The biotech industry is lining up to take Prop. 71 money and wants as few strings as possible attached. Speaking to biotech executives at a conference his firm organized in San Francisco, Steve Burrill, chairman of the venture capital and merchant banking firm Burrill & Co., described the capital funding being provided by taxpayers in California and a few other states as "almost like free money" compared to commercial venture capital. That phrase is a tipoff to the lack of any sense of obligation. Clearly defined IP rules, governing such things as price and accessibility by underserved populations, will ensure that businesses meet fair obligations to the public when they take the public's "free money."

The meeting in question is the Burrill meeting of March 14, 2006, the same meeting at which WARF was making its patent royalty demands against CIRM.

Simpson also wrote:

Most of the media fuss surrounding stem-cell research has been over political and social issues surrounding the use of fertilized human eggs. But it's the boring, really technical IP regulations that could mean whether or not you will get treatment someday.
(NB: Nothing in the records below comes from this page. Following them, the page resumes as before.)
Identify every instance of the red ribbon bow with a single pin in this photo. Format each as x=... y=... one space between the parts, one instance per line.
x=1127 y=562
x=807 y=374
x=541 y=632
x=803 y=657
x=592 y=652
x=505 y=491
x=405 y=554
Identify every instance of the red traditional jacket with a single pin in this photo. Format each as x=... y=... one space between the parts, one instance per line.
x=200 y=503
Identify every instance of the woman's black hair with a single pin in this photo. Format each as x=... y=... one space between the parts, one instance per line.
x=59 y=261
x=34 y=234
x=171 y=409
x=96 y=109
In New Jersey, for example, the state senate votes have revolved around the ethics issues of the use of embryonic stem cells. In this partisan vote, the Republicans lost. In New Jersey, to a greater extent than in California, there has not been significant discussion of the patent issues. Californians are more aware of the tax-exempt bond/patent royalty issue than are New Jerseyans. Beyond intellectual property, there is another issue. These treatments will require FDA approval. There is not yet an approved IND for an embryonic stem cell treatment of humans. "Whether or not a human will get treatment someday" (like within the next ten years) requires attention to IP details, a realistic post-Hwang assessment of the state of the embryonic stem cell art, and a sober analysis of how long working through the FDA is going to take.